The blow has also been severe in the economic sector and consequently in the job seeking and employment of a significant portion of the population. The decision of the Government of Cyprus, to impose a complete or partial lockdown for a period of several weeks and the complete or partial suspension of operations, has forced a large number of businesses to take various measures in an attempt to either reduce their costs or even to survive the volatile situation that the spread of COVID-19 has created.

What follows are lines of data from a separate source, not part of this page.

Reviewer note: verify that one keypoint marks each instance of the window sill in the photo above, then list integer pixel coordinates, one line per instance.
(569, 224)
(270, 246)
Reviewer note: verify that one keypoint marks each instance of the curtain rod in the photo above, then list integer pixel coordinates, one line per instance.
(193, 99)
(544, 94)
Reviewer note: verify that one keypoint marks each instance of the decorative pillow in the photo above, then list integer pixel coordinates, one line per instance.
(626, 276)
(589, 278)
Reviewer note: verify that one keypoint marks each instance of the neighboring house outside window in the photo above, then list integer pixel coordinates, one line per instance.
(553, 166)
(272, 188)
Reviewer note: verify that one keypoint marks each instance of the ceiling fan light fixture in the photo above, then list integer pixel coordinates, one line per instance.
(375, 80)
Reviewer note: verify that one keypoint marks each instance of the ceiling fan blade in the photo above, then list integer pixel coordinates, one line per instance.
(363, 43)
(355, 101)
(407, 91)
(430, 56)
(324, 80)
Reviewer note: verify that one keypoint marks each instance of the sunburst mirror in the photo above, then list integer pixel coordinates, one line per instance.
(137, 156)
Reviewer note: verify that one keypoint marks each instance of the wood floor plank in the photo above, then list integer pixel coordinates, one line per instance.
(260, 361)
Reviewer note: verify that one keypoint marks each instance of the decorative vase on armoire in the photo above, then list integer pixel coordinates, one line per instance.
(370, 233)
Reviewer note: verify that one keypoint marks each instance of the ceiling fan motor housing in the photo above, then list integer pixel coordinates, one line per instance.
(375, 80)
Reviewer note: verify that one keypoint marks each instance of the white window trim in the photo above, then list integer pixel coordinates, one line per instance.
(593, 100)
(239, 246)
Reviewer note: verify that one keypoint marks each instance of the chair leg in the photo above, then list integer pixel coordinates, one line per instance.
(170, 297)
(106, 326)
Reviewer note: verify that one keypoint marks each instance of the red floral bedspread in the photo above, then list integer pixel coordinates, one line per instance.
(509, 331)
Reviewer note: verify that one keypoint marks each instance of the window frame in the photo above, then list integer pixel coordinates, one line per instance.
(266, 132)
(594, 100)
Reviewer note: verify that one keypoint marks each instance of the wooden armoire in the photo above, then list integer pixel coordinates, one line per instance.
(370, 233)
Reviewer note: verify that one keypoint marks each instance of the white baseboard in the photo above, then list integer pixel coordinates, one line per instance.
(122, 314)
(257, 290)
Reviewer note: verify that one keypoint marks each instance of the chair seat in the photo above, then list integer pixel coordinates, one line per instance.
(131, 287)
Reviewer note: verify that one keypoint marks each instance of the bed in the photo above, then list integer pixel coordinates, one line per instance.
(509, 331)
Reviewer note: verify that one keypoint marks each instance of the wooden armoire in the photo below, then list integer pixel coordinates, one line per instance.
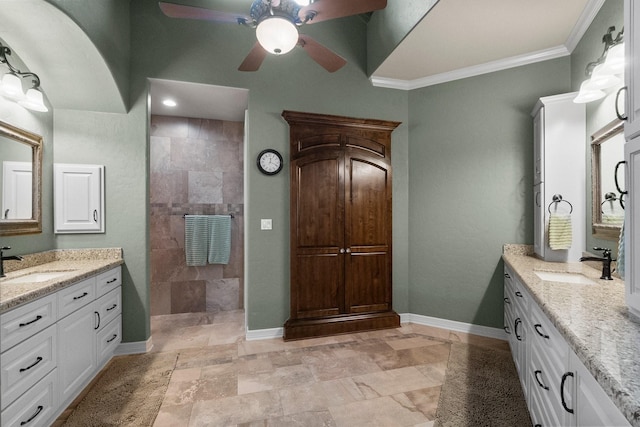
(340, 225)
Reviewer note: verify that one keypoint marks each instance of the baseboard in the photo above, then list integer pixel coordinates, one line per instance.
(136, 347)
(264, 334)
(452, 325)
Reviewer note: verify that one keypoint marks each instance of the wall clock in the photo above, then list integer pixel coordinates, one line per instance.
(269, 162)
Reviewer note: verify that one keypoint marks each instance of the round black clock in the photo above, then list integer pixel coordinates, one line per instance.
(269, 162)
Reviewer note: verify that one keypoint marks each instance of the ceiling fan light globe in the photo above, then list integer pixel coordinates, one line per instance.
(277, 35)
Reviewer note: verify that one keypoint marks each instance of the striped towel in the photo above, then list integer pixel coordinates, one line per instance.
(219, 239)
(620, 260)
(196, 239)
(560, 234)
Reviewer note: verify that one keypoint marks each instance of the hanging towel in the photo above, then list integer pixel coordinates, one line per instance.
(620, 260)
(560, 236)
(219, 239)
(196, 239)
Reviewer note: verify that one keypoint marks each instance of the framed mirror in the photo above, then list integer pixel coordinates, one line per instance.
(20, 181)
(607, 180)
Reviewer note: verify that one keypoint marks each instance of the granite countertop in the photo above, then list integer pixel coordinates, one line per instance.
(595, 322)
(78, 264)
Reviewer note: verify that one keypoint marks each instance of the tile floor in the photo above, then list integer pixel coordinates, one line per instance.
(382, 378)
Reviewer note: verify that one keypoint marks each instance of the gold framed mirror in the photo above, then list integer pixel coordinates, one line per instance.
(20, 181)
(607, 181)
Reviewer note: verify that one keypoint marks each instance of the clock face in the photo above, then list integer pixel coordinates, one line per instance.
(269, 162)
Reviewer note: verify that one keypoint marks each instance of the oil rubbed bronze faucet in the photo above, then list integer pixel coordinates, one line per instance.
(6, 258)
(606, 262)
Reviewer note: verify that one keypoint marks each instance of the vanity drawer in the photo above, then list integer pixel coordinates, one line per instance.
(21, 323)
(108, 307)
(108, 340)
(27, 363)
(74, 297)
(35, 407)
(108, 280)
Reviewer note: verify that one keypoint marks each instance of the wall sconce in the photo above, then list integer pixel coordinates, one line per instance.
(11, 85)
(603, 72)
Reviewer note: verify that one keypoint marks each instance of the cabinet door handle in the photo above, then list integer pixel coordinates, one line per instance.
(538, 327)
(620, 116)
(536, 373)
(38, 317)
(40, 408)
(564, 403)
(81, 296)
(38, 360)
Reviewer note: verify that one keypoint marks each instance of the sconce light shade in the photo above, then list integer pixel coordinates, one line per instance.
(587, 95)
(11, 87)
(34, 100)
(277, 35)
(600, 79)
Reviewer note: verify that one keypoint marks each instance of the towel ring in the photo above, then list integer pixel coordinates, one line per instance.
(557, 198)
(609, 197)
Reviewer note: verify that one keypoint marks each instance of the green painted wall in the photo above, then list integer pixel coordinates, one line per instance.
(470, 186)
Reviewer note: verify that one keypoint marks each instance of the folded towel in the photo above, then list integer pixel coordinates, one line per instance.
(219, 239)
(196, 239)
(620, 260)
(560, 233)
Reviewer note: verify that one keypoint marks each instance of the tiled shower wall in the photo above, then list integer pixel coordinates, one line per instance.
(196, 167)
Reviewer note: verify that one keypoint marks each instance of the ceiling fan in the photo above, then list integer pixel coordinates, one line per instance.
(276, 22)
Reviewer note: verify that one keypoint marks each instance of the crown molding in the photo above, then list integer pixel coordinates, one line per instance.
(588, 14)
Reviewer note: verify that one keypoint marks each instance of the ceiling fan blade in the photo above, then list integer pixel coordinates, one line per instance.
(323, 10)
(322, 55)
(174, 10)
(254, 59)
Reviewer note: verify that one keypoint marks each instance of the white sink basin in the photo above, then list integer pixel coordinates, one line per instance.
(551, 276)
(37, 277)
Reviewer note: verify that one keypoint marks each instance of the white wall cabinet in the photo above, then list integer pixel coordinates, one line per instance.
(632, 68)
(54, 346)
(559, 389)
(78, 198)
(559, 168)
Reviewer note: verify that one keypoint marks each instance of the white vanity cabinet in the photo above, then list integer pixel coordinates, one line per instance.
(559, 169)
(51, 348)
(559, 389)
(78, 198)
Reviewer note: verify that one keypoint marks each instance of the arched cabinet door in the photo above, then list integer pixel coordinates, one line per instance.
(340, 225)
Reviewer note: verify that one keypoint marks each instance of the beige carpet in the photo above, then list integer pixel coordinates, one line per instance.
(129, 392)
(481, 388)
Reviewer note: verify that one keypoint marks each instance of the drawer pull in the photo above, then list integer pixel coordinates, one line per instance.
(81, 296)
(40, 408)
(537, 327)
(38, 317)
(564, 404)
(515, 328)
(38, 360)
(536, 373)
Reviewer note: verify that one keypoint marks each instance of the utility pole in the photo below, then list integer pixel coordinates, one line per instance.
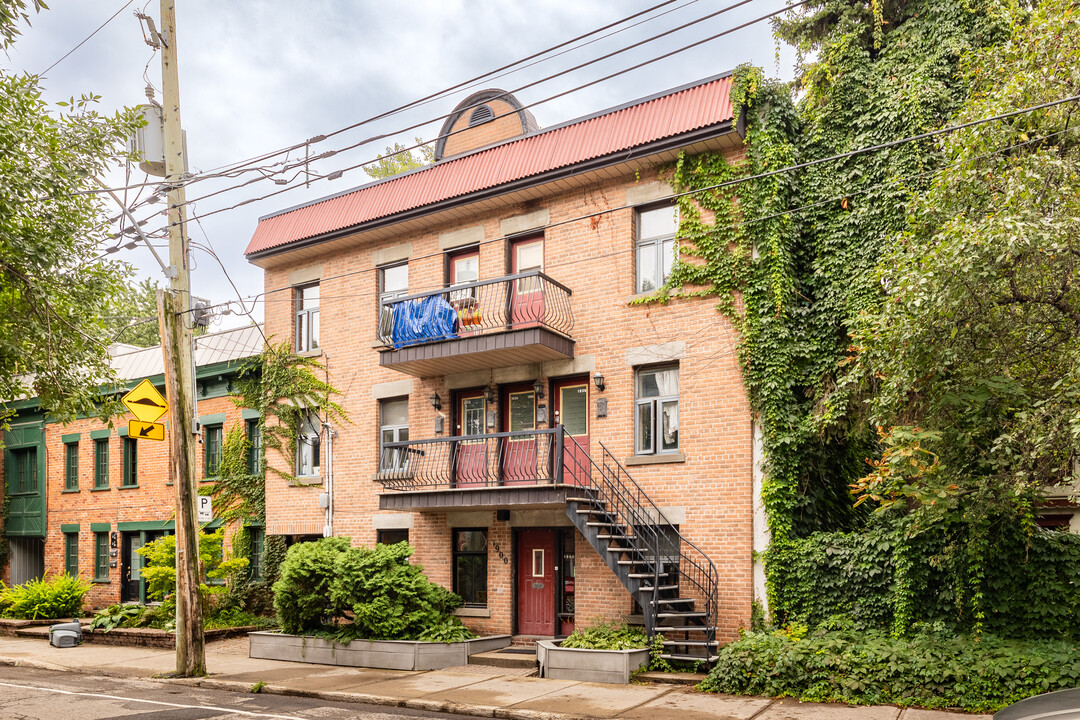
(175, 322)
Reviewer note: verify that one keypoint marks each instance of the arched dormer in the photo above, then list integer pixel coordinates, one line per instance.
(482, 119)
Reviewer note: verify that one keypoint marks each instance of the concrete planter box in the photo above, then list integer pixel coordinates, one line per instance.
(388, 654)
(589, 665)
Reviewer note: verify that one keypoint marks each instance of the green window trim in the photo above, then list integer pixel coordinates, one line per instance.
(71, 466)
(71, 554)
(100, 464)
(131, 463)
(100, 557)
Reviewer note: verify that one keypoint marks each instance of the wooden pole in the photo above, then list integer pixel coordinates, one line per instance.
(175, 318)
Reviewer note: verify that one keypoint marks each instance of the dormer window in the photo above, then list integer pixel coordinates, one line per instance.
(481, 114)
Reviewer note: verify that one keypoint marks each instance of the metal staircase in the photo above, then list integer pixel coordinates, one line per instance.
(674, 582)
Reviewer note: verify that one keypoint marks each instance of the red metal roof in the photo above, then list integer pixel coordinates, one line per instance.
(618, 130)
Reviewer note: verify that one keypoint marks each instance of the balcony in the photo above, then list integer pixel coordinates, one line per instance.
(521, 470)
(514, 320)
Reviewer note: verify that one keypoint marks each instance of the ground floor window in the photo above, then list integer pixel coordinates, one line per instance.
(392, 537)
(71, 554)
(470, 566)
(100, 557)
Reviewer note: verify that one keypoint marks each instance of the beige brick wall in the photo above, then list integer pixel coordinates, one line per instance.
(595, 258)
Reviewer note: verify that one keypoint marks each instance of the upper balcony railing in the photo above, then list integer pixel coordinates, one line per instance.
(525, 300)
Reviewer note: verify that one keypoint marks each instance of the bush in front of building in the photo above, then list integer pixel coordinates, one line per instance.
(59, 597)
(327, 587)
(933, 668)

The financial support of affected businesses as well as the protection of employees, were the primary concerns of the Ministry of Labour, Welfare and Social Insurance which issued a series of decisions and regulations for the adoption of emergency measures to tackle the pandemic. Some of these measures had a direct impact on labour relations and amended the employment law in force up until today, which are laws mainly derived from the basic Cyprus employment legislation on the one hand and from the legal notion of freedom of contract on the other. To some extent, these measures aimed at the protection of employment and the prevention of dismissals. However, in light of the deteriorating economic situation faced due to the severe hit suffered by the tourism and other economic sectors, the matter of employee dismissals and related employee rights is extremely relevant and perplexing, especially since special legislative provisions, force majeure events, contractual frustration and others have been added to the existing equation of  basic employment legislation and freedom of contract.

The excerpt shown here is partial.